The method of evaluation requires participants to answer questions that relate to the nature and work of the legislature. The ScoreCard has 44 questions in 6 different topics. These questions, 44 in total and covering the sub-areas mentioned above and are answered on a scale of 1-5, with 1 as the minimum and 5 as the maximum score. PILDAT averaged the scores assigned by the Evaluation Group and converted them in percentages.The Annexes section includes a definition criteria of representatives, fairness etc. in parliamentary procedures, a lined section for qualitative commentary in essay format on questions that can not be included in the 1-5 scale and a final section to include written commentary on proposed reforms, critiques beyond the questions.
The questions are organized under comprehensive sub-areas under each of the six topics.
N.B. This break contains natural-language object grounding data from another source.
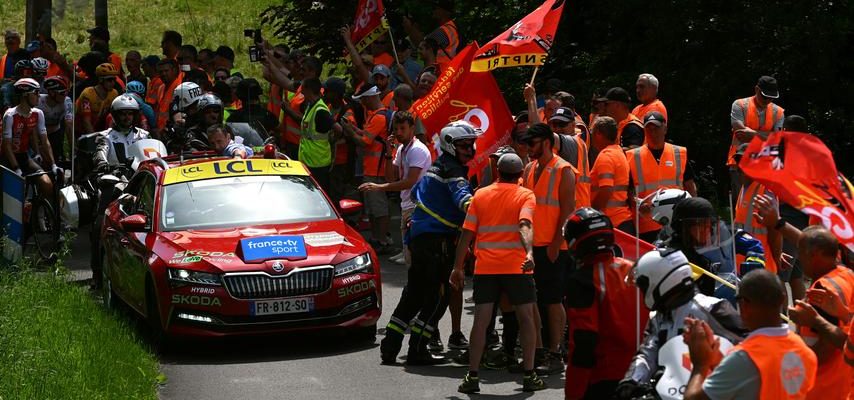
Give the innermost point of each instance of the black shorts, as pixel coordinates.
(520, 288)
(550, 277)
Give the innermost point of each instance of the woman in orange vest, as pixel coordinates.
(772, 363)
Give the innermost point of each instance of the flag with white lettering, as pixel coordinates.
(525, 43)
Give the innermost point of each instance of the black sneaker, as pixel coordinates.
(458, 341)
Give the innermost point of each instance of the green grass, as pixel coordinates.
(139, 24)
(56, 342)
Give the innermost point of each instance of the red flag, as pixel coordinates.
(370, 23)
(461, 95)
(800, 170)
(525, 43)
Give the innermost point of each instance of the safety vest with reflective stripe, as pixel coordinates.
(494, 215)
(833, 379)
(649, 175)
(786, 366)
(745, 220)
(314, 148)
(547, 192)
(773, 113)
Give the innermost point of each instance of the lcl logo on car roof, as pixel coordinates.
(278, 266)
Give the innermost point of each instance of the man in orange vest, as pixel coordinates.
(772, 363)
(629, 126)
(499, 221)
(646, 88)
(751, 116)
(609, 189)
(657, 165)
(817, 252)
(553, 181)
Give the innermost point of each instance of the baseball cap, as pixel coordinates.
(563, 114)
(655, 118)
(768, 87)
(510, 163)
(100, 32)
(616, 94)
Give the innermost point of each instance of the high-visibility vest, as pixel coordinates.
(547, 192)
(773, 113)
(833, 379)
(494, 215)
(745, 220)
(786, 366)
(314, 148)
(649, 175)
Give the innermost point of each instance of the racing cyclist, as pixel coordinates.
(23, 128)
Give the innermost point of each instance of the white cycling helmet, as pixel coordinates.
(454, 132)
(124, 102)
(663, 203)
(662, 275)
(187, 93)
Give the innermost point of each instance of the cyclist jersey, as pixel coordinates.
(54, 115)
(18, 127)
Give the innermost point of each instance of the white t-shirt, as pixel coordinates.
(414, 155)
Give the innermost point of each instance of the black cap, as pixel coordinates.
(655, 118)
(768, 87)
(617, 94)
(100, 32)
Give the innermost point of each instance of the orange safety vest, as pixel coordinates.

For example, the category of representativeness includes measures for:
- Diversity of representation
- Women’s representation
- Representation of marginalized groups and regions
- Electability of a person of average means
- Internal party arrangements to ensure balanced representations,
- Freedom to the opposition
- Infrastructure of the National Assembly of Pakistan
- Freedom and security for dissenting members and finally
- Assembly’s effectiveness for debate on questions of public concern
The reports of the results were then published and sent to media, government, legislative leadership and MPs through a roundtable discussion and online. The roundtable discussion consisted of the group meeting in a conference room setting and discussing the process, the questions and the results.
Influence, Outcomes, and Effects
Critical outcomes achieved through this project include the introduction of a collaborative approach to performance measurement, as well as creating another platform to empower the voice of citizens’ groups in legislative reforms beyond the electoral platform. The process itself is also educative and helps citizens learn more about the inner mechanics of parliament, inspires communication and self-reflexivity between MPs and provides facts, numbers and data to help citizen’s establish fact-based critiques of government performance. In terms of the data, the 13th National Assembly achieved an overall score of 49%, 53% score for transparency, legislative capacity and representativeness and 41% score for both effectiveness in foreign policy and accountability. The powerpoint by the Deputy Speaker notes that the following policy and parliamentary reform reccomendations were calculated:1.Election Spending Limits be strictly enforced2.Make Parliament’s role effective in Budget Process3.Parliament should scrutinise key appointments4.Provide adequate and non-partisan research service5.Institute system of public consultation6.Attract young people to work in the Parliament7.Involve citizens in legislative process8.Institute a system to check members’ conflict of interest9.Adequate oversight on funding to parties & candidates10.Institute a system to monitor levels of public confidence11.Parliamentary Committees on Foreign Affairs be more pro-active
Analysis and Lessons Learned
Though the project and PILDAT's rhetoric claims to capture the citizens’ perspective, its definition and selection of citizen participants is quite thin and applies only to elite members of media, business and the Judiciary. Instead of the citizens’ perspective, the project lays greater claim to engaging elite members of civil society, members of parliament and senior bureacrats.. The project organizers do not clarify the significance of collecting the parliamentary evaluations of former MNAs, as citizens, versus current MNAs. The roundtable discussion also proved to be a successful opportunity for MPs to become answerable for their performance measurements to the media, each other and other members of civil society.
A vocal critic of the project's results and its use of the ScoreCard method to measure parliamentary performance is the National Democratic Foundation (NDF).NDF argues that the methodology could've been more "scientifically sound". It published a review of their report which could not be found on their website.